Combat has the potential to be interesting but is more often downright confusing. You command your archers, footmen and cavalry in groups, and they often respond sluggishly to your orders. Footmen can charge for an attack advantage, and cavalry have the mobility to flank, but often a single warrior on the edge of your formation will get sucked into battle and it becomes impossible to command that entire group. Ordering archers to attack an enemy seems to send them running in as often as it starts them shooting. Considering the slow pace, it’s not difficult once you know what you’re doing, but it lacks the strategic depth of an RTS.
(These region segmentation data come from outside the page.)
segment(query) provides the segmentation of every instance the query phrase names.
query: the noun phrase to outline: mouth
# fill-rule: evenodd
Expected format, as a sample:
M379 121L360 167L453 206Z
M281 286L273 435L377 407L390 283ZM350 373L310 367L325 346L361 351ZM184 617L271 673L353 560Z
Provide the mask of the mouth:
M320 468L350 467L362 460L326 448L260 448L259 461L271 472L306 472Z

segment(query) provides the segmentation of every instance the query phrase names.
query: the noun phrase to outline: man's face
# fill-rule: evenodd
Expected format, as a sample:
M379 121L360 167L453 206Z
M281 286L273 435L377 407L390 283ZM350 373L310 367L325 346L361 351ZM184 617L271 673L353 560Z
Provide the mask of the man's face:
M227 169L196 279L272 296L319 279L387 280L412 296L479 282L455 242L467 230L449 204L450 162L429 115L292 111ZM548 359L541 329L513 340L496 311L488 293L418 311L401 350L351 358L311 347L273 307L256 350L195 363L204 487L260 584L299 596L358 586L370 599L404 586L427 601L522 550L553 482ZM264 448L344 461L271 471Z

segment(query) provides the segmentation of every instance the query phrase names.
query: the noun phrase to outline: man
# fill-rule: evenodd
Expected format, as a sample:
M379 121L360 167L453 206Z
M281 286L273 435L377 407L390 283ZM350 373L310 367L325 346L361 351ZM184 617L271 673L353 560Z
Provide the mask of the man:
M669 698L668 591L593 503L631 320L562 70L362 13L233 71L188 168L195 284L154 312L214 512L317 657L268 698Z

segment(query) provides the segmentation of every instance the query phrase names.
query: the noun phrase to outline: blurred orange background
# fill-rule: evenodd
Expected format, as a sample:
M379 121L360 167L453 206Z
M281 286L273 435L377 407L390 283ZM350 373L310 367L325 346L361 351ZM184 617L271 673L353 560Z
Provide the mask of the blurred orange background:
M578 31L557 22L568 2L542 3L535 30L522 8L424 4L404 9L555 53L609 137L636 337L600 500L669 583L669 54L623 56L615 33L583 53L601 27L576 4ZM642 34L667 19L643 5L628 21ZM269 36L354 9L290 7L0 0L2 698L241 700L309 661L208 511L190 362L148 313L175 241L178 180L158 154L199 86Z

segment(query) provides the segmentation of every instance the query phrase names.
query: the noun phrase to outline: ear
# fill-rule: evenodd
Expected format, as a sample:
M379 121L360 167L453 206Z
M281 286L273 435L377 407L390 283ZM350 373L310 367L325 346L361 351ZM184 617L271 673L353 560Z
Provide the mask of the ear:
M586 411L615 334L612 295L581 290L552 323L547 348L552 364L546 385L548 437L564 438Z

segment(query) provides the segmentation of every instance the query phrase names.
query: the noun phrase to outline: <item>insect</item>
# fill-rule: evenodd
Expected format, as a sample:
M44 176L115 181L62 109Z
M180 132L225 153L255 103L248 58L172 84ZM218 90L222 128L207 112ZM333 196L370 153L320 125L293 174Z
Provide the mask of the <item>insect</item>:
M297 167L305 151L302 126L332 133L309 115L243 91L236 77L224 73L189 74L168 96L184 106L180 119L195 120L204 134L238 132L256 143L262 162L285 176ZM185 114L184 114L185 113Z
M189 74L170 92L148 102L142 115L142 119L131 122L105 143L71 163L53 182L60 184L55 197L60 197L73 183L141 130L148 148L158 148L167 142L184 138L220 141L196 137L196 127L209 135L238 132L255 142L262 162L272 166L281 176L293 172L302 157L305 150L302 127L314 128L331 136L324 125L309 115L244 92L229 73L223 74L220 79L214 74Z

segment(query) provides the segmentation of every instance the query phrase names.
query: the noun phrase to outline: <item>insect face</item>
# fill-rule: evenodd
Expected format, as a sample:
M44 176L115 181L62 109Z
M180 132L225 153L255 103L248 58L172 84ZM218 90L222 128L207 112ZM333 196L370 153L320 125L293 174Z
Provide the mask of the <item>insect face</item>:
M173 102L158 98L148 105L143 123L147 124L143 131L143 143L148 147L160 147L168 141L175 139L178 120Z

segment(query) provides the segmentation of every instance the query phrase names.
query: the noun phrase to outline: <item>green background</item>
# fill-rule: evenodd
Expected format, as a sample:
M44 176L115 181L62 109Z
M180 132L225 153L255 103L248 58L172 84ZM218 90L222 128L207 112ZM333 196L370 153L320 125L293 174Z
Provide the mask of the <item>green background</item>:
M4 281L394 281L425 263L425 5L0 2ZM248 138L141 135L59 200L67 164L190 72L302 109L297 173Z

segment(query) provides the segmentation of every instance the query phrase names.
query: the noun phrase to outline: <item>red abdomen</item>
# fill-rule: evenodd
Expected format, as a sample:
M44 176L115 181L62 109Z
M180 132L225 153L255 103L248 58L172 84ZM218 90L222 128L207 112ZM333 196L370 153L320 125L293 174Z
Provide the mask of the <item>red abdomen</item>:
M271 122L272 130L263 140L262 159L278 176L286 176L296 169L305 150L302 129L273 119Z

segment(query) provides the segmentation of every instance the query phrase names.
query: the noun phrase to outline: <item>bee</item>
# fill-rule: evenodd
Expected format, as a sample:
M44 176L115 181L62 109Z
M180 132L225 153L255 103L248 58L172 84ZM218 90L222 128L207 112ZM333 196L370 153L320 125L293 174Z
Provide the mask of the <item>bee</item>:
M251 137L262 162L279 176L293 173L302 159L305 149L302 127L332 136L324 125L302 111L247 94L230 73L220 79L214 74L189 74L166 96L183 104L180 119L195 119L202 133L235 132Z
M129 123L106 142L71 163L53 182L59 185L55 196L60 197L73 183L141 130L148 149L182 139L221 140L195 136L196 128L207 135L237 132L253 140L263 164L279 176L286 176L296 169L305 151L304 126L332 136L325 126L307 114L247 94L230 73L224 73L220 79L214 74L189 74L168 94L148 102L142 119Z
I would like to mention that Knights & Merchants is also inaccurately named. Knights require so many resources they’re not really worth it; sword, shield, armor and horse are required, when other units are often just as good and don’t have eleventy bazillion requirements. Merchants, for their part, don’t even exist; your loyal townspeople do their job and expect only to be fed. I suppose “Crossbows & Cornfields” just doesn’t have the same ring to it.
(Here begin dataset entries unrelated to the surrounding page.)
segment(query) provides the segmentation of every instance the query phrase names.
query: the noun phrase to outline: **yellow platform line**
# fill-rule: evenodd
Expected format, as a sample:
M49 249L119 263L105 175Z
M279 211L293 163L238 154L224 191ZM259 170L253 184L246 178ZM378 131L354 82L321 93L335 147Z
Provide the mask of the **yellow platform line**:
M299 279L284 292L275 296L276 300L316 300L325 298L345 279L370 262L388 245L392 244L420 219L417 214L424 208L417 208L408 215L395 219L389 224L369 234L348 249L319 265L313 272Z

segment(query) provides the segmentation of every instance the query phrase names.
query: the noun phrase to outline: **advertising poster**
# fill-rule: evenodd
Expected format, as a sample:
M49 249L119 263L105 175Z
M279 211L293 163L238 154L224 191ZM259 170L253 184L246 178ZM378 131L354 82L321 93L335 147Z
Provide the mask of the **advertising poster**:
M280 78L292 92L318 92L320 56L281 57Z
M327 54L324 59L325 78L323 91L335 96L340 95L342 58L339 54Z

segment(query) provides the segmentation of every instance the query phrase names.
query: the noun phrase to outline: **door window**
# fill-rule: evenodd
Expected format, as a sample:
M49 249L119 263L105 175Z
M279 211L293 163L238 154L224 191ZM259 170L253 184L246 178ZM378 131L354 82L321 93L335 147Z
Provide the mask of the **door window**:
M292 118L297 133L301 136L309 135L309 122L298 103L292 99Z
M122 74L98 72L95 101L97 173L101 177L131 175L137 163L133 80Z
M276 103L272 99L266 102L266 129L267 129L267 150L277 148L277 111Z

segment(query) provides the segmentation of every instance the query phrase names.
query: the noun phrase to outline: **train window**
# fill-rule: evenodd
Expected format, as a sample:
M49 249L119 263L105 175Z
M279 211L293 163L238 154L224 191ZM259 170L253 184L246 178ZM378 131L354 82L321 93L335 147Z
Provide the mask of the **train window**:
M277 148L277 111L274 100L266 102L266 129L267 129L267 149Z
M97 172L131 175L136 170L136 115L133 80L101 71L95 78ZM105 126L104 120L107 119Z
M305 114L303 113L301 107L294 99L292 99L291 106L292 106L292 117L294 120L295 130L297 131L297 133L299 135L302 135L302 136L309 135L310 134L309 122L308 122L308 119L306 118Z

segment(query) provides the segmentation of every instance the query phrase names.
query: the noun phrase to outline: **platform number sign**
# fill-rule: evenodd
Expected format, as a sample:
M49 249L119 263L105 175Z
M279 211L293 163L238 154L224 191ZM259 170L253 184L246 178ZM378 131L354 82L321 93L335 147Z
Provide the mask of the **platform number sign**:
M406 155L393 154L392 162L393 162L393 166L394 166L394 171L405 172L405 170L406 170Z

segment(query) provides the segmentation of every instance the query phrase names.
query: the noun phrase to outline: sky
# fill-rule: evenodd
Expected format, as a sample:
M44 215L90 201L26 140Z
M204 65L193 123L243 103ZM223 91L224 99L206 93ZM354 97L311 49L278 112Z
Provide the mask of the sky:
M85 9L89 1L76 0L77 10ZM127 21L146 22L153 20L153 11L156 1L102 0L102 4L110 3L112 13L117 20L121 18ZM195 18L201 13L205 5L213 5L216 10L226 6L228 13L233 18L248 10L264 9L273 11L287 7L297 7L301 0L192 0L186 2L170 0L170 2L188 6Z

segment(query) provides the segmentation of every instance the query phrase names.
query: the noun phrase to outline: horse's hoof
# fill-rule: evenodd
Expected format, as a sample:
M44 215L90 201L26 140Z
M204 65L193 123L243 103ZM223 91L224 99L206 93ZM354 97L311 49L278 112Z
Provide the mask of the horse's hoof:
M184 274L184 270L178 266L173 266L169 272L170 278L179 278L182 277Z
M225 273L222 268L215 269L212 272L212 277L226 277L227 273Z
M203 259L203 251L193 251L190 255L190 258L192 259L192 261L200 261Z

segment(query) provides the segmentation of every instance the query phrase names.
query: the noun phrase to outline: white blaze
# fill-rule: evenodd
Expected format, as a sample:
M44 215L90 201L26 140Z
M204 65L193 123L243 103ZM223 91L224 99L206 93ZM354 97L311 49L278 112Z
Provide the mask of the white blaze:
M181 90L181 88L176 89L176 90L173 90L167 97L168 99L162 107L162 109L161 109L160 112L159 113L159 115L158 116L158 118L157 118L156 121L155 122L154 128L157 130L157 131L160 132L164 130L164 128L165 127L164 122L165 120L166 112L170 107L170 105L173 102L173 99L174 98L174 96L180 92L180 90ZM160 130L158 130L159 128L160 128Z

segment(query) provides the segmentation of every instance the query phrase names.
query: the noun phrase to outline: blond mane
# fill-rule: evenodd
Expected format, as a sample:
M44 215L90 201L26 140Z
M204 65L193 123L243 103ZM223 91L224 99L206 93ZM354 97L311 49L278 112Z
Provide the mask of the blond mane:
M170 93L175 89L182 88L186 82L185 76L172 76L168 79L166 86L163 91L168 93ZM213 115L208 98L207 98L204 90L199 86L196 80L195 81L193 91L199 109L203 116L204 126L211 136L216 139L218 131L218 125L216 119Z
All told Knights & Merchants isn’t a bad game. It is a game that exemplifies both the best and the worst of the sim genre. It requires careful planning, and has a relaxed feel, but it is also repetitive in nature and lacks a clear focus. Thankfully the expansion pack offers “time compression” which makes the 2-hour missions actually a tolerable 40-50 minutes long.

8 Comments

  1. Golden Jew said on July 2, 2008:

    Chris, I was just bemoaning the lack of a good resource sim to some friends. I miss the days of Pharaoh and Caesar. This seems like an intriguing game, especially with the expansion. Would you recommend I get it if I was into these type games? Can you play the non-expansion missions with the “speed up” capability of the expansion? I think I may kill myself if I can’t accelerate the speed, like in RCT2.
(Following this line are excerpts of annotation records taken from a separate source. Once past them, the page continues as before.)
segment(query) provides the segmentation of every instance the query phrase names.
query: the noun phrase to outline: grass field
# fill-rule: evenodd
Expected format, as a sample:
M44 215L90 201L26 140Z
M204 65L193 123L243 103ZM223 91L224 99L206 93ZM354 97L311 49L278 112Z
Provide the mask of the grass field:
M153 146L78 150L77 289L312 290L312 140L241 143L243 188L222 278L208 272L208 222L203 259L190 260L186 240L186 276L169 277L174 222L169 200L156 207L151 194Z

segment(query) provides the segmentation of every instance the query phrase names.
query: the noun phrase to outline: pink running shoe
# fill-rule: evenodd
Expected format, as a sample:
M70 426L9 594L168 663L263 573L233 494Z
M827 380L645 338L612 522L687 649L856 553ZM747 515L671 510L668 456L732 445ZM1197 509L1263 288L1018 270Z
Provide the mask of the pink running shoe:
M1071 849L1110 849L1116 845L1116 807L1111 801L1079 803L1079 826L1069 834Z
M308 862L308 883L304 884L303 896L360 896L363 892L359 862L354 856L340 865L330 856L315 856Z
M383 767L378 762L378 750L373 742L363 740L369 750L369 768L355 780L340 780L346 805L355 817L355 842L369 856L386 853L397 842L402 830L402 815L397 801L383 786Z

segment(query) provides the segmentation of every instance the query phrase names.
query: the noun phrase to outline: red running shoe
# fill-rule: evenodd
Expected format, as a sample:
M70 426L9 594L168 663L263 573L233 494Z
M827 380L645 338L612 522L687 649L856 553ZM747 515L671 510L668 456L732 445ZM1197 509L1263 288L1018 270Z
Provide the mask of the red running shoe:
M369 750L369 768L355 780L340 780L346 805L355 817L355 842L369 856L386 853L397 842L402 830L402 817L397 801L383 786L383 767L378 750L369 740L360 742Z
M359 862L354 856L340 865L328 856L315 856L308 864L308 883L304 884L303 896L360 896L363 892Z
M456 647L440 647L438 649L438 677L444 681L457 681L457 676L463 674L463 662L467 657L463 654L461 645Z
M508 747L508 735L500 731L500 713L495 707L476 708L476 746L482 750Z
  2. chris said on July 2, 2008:

    If you like the resource-management stuff this is a good game for you. You can play the non-expansion missions with the “speed-up” capability of the expansion, as long as you do have the expansion.

  3. JDM said on July 7, 2008:

    Another really good resource sim, that in many ways reminds me of Knights & Merchants (and in some ways Colonization), is “Anno 1701”. Specifically, the version for the DS. Let’s just put it this way; when you find yourself building an *Apiary* (with *bees*), you know your supply-chain sim is pretty deep. :)

  4. TrueTallus said on July 8, 2008:

    DS, you say? It looks to have gotten good reviews, too. Thanks for the recomendation, maybe I’ll finally take the plunge into simdom!

  5. jay said on July 9, 2008:

    I’ve been meaning to pick up Anno 1701 but wasn’t sure if it actually came out in the states and was also going to check out the Civ Rev DS reviews before choosing my sim.

    Nice avatar, TT. Looks like me.

  6. JDM said on July 9, 2008:

    Much like Knights & Merchants, combat is definitely *not* the thing Anno 1701 does best; if you’re looking for a deep combat sim definitely look elsewhere. In fact, I’ve found I have the most fun playing Anno 1701 with all the AI turned off, so I’m *only* playing the economic sim. There is quite enough challenge in just making sure you have the correct supply chains in place and the correct ‘service’ (churches, schools, bathhouses, etc) buildings close enough to all your townspeople (so there is an interesting spatial/radius overlapping game to be played too) to level them up to aristocrats. Very fun game… of course, that all said, FFTA2 has monopolized my DS since the day it came out. 😉

  7. jay said on July 9, 2008:

    Wow, that sounds even better now. I actually sort of dislike the combat aspect of Civilization because it interrupts the building and resource gathering. Time to hunt down Anno 1701. Thanks for the help, JDM.